Marcus Aurelius, Meditations 7.10


Everything material soon disappears in the substance of the whole, and everything formal is very soon taken back into the Universal Reason.

And the memory of everything is very soon overwhelmed in time.

—Marcus Aurelius, Meditations, Book 7 (tr Long)

Just as we regularly view humans in opposition to one another, so too we will often see all the things in the world through their distinction and separation. This here is different from that, and so we consider them only individually, not collectively. Yet the matter these things are composed of is of one and the same sort, and the identity these things take upon themselves is from one and the same source. They proceed from a complete unity, and they return back into a complete unity. In and of themselves, they have nothing separate from their universal origin and end.

Time offers the ideal indication of this fact, for however quickly or slowly it may seem to unfold, all particular things are subject to change and transformation. Only the measure of what is Absolute can give meaning and purpose to what is relative, and it is the passage of time that helps us to understand how the contingent exists only as a dependence on the necessary.

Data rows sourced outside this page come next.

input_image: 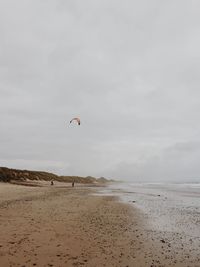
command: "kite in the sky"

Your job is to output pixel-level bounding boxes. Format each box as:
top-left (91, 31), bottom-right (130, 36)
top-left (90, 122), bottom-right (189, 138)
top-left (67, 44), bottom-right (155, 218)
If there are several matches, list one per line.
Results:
top-left (70, 117), bottom-right (81, 125)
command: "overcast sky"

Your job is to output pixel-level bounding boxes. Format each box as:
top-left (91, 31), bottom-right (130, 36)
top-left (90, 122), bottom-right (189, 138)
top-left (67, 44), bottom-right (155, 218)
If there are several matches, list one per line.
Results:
top-left (1, 0), bottom-right (200, 182)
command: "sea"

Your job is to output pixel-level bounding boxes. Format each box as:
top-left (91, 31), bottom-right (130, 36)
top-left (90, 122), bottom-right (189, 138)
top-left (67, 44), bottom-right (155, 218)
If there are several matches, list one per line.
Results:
top-left (95, 182), bottom-right (200, 237)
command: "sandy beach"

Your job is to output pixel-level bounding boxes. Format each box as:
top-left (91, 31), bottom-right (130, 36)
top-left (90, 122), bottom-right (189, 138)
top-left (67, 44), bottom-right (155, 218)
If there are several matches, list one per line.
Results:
top-left (0, 182), bottom-right (200, 267)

I have often felt sadness and regret when the things I have grown attached to pass away. Friends are lost, people I love have died, places are no more, and moments that may still remain in memory are never to be repeated. You can’t take it with you, they say, and you can’t go home again. That can seem to be quite a burden, for some of us too hard to bear.

But I will only think this to myself when I dwell upon the parts at the expense of the whole, of the particulars at the expense of the universal. Yes, this or that aspect may seem to be gone, but it isn’t gone at all, because it has only been modified. Everything that ever was, and all that ever will be, still remains.

I was amazed to meet a family in rural New Hampshire who had lived on the same plot of land for many generations. They would tell stories about how it was old forest when the land was first settled, and then it was cleared as farmland. A swamp was drained, and an outcropping of rock broken down to build walls. As the years passed, and agriculture left the region, the trees began to grow back, and now it was so very slowly returning to what it had once been before.

Parts of their house, along with an old barn, had been rebuilt a few times over, but each time, their story had it, the family would reuse old stone and wood from the previous structure when constructing the new one. They had some very old photos of what it had once looked like, and I could barely recognize the place.

Yet, for them, it was one and the same place, even as it had been repeatedly transformed, and even as those people who were older made way for those who were younger. The amateur poet and philosopher in me found that deeply beautiful. It’s like that other old phrase, the more things change, the more they stay the same.